Rezension: → Haruki Murakami - Der Elefant verschwindet

An Stelle einer Rezension:

Murakami lesen oder: Ein Elefant verschwindet

Ganz allmählich erwache ich und versuche mich zu orientieren. Es dauert mindestens eine halbe Minute, bis ich begreife, in Paulas Bett zu liegen. Ich fühle mich wohl, es ist gemütlich warm. Ich denke an Paula, die mir Leid tut. Die Arme musste wie immer früh raus. Paradoxerweise paddelt sich der Gedanke, eigentlich glockenwach zu sein, nur allmählich frei. Ich guck' rüber zum Wecker. Nicht dass es für mich wichtig wär', aber ich guck halt mal rüber und seh' ein Buch da liegen. Nichts Besonderes, bei Paula liegt immer ein Buch auf dem Nachttisch. Normalerweise werfe ich beim Hinlegen oder Aufstehen einen Blick darauf, und es ist mir nicht mal wichtig, ob ich Titel und Autor identifiziere. Jetzt gucke ich aber noch mal und habe Gewissheit, sie liest mal wieder was Neues. Auch nichts Besonderes, bei ihrer Frequenz. Ich seh' den Wecker, der schnittig flach und digital leuchtend 11:11 anzeigt. Dann nehme ich das Buch, ein dünnes, doch mal in die Hand. Wirklich nicht dick, scheint ein Japaner zu sein, Murakami, nie gehört, Haruki Murakami. Ich guck' rein, es sind Kurzgeschichten. Na, so was les' ich ja nu' schon gar nicht, reine Zeitverschwendung. Nen dicken Roman schon mal, zu Weihnachten vielleicht, aber so was, was soll das schon sein. Ein verschwundener Elefant, sollen 'se mal suchen. Ich leg' das Buch zurück, 11:11, eingefroren, was!? Schon komisch, hier bei Paula vom Elefanten zu lesen. Ich lehn' mich wieder zurück und denk' an sie, die mich in schönen Momenten ihren Elefanten nennt. Als ob ich ein Porzellanzertrümmerer wär'. Und fett bin ich auch nicht. Klar, ich bin neununddreißig und habe ein paar Pfunde mehr, als vor zehn Jahren. Oder vor zwanzig. Sie sagt, sie mag mich so, wie ich bin.

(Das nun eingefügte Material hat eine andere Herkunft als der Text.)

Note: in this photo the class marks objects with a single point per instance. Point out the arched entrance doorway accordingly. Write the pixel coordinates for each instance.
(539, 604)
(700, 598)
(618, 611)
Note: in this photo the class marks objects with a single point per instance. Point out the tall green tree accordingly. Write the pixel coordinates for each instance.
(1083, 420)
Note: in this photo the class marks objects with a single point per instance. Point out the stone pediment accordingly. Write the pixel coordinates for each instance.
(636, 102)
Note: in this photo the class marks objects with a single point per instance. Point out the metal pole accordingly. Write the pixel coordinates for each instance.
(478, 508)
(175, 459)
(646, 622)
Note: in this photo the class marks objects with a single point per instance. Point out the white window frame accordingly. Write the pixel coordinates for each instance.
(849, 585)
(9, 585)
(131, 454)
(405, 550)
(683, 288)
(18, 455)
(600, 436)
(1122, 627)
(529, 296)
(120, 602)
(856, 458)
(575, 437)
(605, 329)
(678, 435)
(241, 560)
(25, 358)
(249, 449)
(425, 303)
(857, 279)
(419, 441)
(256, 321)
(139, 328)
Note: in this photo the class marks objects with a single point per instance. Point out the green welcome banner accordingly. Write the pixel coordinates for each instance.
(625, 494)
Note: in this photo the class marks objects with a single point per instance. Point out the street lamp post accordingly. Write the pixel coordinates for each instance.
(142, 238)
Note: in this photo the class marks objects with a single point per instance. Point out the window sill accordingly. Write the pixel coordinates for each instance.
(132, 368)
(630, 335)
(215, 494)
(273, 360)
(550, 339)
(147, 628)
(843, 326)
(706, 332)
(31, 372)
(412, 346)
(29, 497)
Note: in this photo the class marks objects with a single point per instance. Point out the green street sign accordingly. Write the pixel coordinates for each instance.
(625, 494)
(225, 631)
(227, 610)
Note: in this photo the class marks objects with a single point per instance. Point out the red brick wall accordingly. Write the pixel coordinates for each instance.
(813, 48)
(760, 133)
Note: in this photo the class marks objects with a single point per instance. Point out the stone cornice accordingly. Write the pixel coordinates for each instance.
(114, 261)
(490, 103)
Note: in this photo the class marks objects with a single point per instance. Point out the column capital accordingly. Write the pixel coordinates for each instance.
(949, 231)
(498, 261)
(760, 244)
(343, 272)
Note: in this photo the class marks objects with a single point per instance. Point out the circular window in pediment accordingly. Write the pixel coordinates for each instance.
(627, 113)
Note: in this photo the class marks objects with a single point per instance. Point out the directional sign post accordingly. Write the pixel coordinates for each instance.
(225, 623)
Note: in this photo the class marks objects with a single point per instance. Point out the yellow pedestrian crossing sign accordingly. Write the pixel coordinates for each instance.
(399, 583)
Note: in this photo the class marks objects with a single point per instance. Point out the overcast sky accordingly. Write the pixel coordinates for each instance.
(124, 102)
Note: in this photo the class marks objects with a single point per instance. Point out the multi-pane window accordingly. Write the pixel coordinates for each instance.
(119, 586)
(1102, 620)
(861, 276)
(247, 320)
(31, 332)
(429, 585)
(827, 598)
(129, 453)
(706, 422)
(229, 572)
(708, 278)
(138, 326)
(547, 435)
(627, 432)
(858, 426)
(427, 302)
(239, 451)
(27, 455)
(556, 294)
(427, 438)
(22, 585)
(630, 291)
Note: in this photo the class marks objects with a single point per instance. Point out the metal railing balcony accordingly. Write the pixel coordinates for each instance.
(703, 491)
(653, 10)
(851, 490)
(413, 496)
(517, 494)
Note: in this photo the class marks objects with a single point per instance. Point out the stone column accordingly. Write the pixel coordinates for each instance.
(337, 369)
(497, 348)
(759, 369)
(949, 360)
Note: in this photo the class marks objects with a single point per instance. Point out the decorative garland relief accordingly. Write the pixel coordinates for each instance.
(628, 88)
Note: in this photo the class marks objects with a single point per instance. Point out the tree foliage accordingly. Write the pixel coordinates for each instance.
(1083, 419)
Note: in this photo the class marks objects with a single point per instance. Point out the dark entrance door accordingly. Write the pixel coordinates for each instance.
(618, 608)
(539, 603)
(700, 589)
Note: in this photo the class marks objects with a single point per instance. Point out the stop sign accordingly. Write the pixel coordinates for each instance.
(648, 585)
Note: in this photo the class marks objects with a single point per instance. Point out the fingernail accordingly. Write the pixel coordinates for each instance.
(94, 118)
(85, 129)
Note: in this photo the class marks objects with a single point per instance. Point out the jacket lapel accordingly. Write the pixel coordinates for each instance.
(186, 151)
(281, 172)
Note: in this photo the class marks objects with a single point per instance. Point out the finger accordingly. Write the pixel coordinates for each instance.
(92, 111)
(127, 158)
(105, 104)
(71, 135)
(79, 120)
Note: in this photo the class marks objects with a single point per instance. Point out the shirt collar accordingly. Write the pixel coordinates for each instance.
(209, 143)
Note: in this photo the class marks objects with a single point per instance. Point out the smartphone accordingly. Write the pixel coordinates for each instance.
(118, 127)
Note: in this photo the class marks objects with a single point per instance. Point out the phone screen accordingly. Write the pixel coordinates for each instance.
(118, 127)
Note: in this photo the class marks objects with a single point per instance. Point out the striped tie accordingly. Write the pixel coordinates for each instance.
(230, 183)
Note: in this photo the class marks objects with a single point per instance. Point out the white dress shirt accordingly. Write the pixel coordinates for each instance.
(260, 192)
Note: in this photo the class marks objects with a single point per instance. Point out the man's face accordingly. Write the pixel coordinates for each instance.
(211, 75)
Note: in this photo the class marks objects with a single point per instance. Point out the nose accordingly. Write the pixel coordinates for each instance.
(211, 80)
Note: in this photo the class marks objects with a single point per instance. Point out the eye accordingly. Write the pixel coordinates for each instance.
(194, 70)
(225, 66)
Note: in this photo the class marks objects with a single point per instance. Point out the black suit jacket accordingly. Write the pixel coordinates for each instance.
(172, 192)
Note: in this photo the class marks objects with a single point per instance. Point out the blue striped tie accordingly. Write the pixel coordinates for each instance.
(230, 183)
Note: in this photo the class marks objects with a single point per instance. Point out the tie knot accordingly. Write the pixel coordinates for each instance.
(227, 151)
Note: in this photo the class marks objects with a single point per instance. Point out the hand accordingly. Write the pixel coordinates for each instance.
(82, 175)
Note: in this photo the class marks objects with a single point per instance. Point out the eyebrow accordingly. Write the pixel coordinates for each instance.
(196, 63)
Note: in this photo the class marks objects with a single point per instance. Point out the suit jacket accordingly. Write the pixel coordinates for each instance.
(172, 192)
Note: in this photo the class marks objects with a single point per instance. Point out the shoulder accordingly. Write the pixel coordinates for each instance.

Das war so richtig meine Zeit, die Anfangsachtziger. Jetzt denke ich nicht mehr nur an Paula, ich beginne sie regelrecht zu fühlen. Mit den Bildern meiner Wilden Zeit vermischt sich ihrs, genauer: das Gestrüpp ihrer Haare. Ich seh' sie vor mir, wie sie ins Gesicht gerutschte Strähnen wegbläst. Sie ist ganz nah, ich fühle sie! Dabei bin ich mir nicht sicher, ob dieser Schleier, der über dem Gefühl liegt, die Distanz in der Zeit bedeutet oder eher die Zärtlichkeit, mit der ich sie angefasst habe. Einen Schleier habe ich später jedenfalls gelüftet. Das war wirklich schön, ich spüre es noch zwischen den Beinen. Die Arme, es ist spät geworden heut' Nacht, und sie arbeitet nun schon wieder über zwei Stunden. Sie sagt, das mache ihr nichts aus, wer's glaubt! Ich fühle mit ihr. Gar nicht so einfach, bei diesem Gedanken kein schlechtes Gewissen zuzulassen. Ob ich mich in sie verliebt habe? Jedenfalls ist das hart, jeden Morgen früh raus, da hin zu müssen und zu funktionieren, nein danke! Nicht meine Sache! Kein Wunder, dass die so was liest, verschütt' gegangene Elefanten. Mit der Zeit, wenn du jeden Tag, jede Woche, jeden Monat ... neee! Aber irgendwas muss sie an dem Buch doch finden! Ich fasse also noch mal rüber, guck' rein und denke, kannst ja mal die Titelstory anlesen. Kaum drin, bin ich auch schon durch. Was es gebracht hat?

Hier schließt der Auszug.